C’est parce qu’il n’y a pas de discours politique français sur le sida, c’est parce que l’Agence française de lutte contre le sida (AFLS) n’est qu’une agence sans pouvoir d’arbitrage (ou même sans pouvoir tout court) que les homophobes et les sidaphobes peuvent se permettre de perdre tout self-contrôle éthique. Car les réactionnaires savent bien que personne n’est en charge du dossier sida en France. Dans le cabinet Bianco, notre nouveau ministre des Affaires sociales, il n’y a pas un seul conseiller sida. À la Conférence de Florence, le ministère de la Santé n’était même pas représenté. L’absence de campagnes de prévention réellement efficaces laisse la porte ouverte à tous les dérapages. La passivité de l’Agence nationale de recherche sur le sida (ANRS) permet aux laboratoires Mérieux de retirer purement et simplement l’Imuthiol sans donner la moindre explication.

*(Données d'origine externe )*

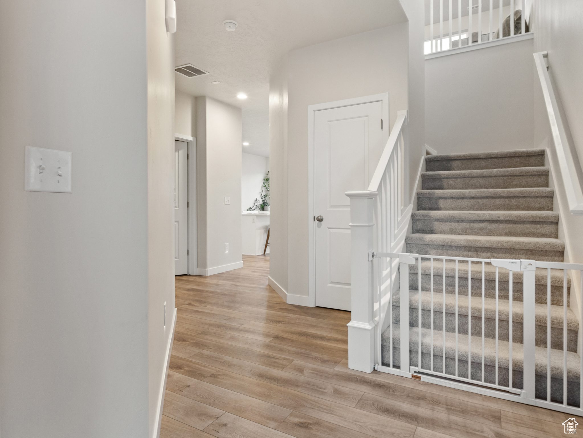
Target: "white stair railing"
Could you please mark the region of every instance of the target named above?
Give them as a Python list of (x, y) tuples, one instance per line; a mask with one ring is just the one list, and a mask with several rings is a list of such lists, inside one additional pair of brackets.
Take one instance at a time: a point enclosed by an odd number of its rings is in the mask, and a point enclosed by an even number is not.
[[(399, 111), (368, 190), (350, 198), (351, 309), (349, 367), (371, 372), (378, 356), (381, 316), (390, 309), (396, 265), (373, 267), (373, 251), (400, 252), (412, 205), (409, 197), (408, 114)], [(377, 330), (374, 330), (375, 328)], [(378, 341), (378, 342), (377, 342)]]
[[(378, 337), (382, 353), (377, 356), (380, 360), (375, 367), (377, 370), (408, 377), (416, 376), (424, 381), (571, 414), (583, 414), (581, 405), (583, 400), (583, 379), (581, 378), (583, 376), (583, 355), (581, 354), (583, 352), (583, 338), (580, 337), (577, 339), (577, 348), (574, 348), (574, 340), (570, 339), (568, 335), (569, 330), (573, 328), (568, 328), (567, 292), (567, 271), (581, 272), (583, 264), (394, 253), (373, 253), (372, 258), (396, 260), (399, 262), (400, 274), (399, 320), (394, 321), (392, 306), (389, 311), (381, 316), (381, 318), (387, 320), (389, 330), (386, 331), (389, 332), (385, 333), (384, 349), (382, 338)], [(417, 296), (416, 298), (413, 295), (412, 300), (409, 296), (411, 265), (416, 268), (415, 276), (418, 276), (415, 288)], [(491, 278), (493, 272), (490, 271), (487, 280), (486, 268), (490, 265), (493, 267), (491, 269), (495, 268), (494, 278)], [(466, 274), (460, 275), (462, 266)], [(544, 269), (539, 272), (538, 280), (536, 278), (536, 268)], [(454, 282), (446, 286), (446, 269), (449, 271), (455, 269), (455, 290), (447, 293), (446, 288), (452, 287)], [(560, 276), (556, 275), (554, 282), (552, 269), (560, 271)], [(476, 275), (472, 275), (472, 272)], [(522, 283), (522, 311), (519, 299), (518, 303), (514, 303), (518, 308), (513, 310), (512, 307), (513, 298), (515, 299), (513, 297), (513, 285), (517, 287), (516, 281), (513, 282), (512, 273), (515, 272), (521, 272), (522, 276), (522, 282), (519, 282)], [(424, 281), (423, 276), (426, 278)], [(448, 276), (451, 276), (451, 272)], [(559, 276), (560, 284), (556, 284)], [(484, 283), (487, 281), (495, 283), (494, 299), (486, 297)], [(507, 283), (507, 289), (503, 290), (503, 282)], [(472, 286), (474, 282), (477, 283), (477, 287)], [(545, 304), (536, 304), (537, 283), (546, 289)], [(571, 284), (571, 290), (573, 285)], [(562, 289), (560, 304), (552, 305), (553, 286)], [(500, 295), (506, 292), (508, 299), (505, 301), (508, 307), (501, 309)], [(519, 291), (515, 293), (519, 293)], [(539, 300), (541, 299), (539, 290)], [(487, 310), (486, 307), (486, 300), (493, 299), (496, 303), (493, 317), (491, 306)], [(410, 313), (412, 303), (417, 306), (413, 314)], [(580, 311), (583, 314), (583, 303), (580, 306)], [(553, 307), (560, 307), (560, 316), (556, 311), (558, 309), (552, 311)], [(486, 311), (489, 314), (487, 316)], [(446, 313), (450, 314), (450, 318), (451, 316), (454, 316), (453, 325), (451, 321), (449, 324), (446, 324)], [(507, 340), (500, 339), (503, 337), (498, 329), (504, 325), (501, 324), (501, 314), (505, 314), (508, 318), (508, 332), (504, 337)], [(416, 315), (416, 323), (413, 319), (413, 323), (410, 323), (410, 314)], [(546, 319), (546, 323), (543, 324), (542, 321), (537, 323), (536, 315), (539, 318)], [(493, 338), (485, 333), (486, 327), (489, 325), (486, 318), (495, 321), (496, 335)], [(554, 320), (556, 324), (557, 318), (562, 318), (560, 342), (556, 339), (558, 334), (556, 332), (552, 335), (552, 323)], [(439, 323), (434, 324), (436, 320)], [(546, 326), (546, 343), (543, 346), (539, 341), (537, 346), (536, 328), (543, 325)], [(491, 330), (491, 324), (489, 327)], [(520, 336), (519, 333), (513, 336), (513, 328), (518, 328), (519, 331), (521, 329), (522, 342), (515, 340)], [(394, 336), (394, 330), (397, 336)], [(414, 335), (412, 339), (409, 339), (410, 332)], [(394, 348), (394, 337), (400, 343), (398, 350)], [(552, 346), (553, 342), (554, 345)], [(410, 352), (410, 350), (415, 351), (416, 348), (415, 354)], [(446, 353), (448, 349), (451, 352), (455, 349), (455, 355), (453, 352)], [(579, 355), (575, 350), (580, 352)], [(398, 359), (396, 358), (398, 352)], [(411, 362), (415, 365), (412, 365)]]
[(547, 52), (538, 52), (533, 55), (549, 115), (549, 123), (550, 125), (553, 143), (557, 154), (561, 178), (569, 204), (569, 211), (572, 215), (581, 216), (583, 215), (583, 191), (575, 168), (577, 157), (573, 156), (569, 148), (565, 125), (561, 117), (557, 98), (549, 75), (549, 68), (546, 62)]
[[(426, 26), (425, 54), (524, 33), (523, 29), (528, 27), (525, 0), (510, 0), (510, 5), (501, 8), (500, 3), (493, 0), (430, 0), (429, 16), (426, 17), (429, 24)], [(517, 10), (521, 11), (518, 21), (515, 19)], [(507, 17), (510, 29), (505, 33), (501, 30)]]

Encore une fois, ce sont les séropositifs et les malades du sida qui subissent le plus durement ces attaques. Qu’importe si l’AFLS voit l’ensemble de sa politique de prévention ternie par les seules déclarations du Pr Germain. À la rigueur, elle le mérite. Que ses dirigeants démissionnent, s’ils n’ont pas les moyens financiers et politiques de travailler ; on pourra difficilement trouver pire. Tandis que les personnes vivant avec le VIH voient, une fois de plus, leur place dans la société reculer, les obligeant à se réfugier dans la peur. La communauté sida naissante fait face à un nouvel ordre moral institué par une nouvelle génération de technocrates sida dont l’éthique est totalement dépassée par les besoins concerts des malades.

Face à ces attaques, il n’y a plus de place désormais que pour la colère et l’action. Les malades doivent clairement montrer leurs exigences et obliger les pouvoirs publics à prendre des sanctions contre ces abus de langage. Nous avons déjà un Le Pen, nous n’avons pas besoin d’un Germain ou d’une Cresson.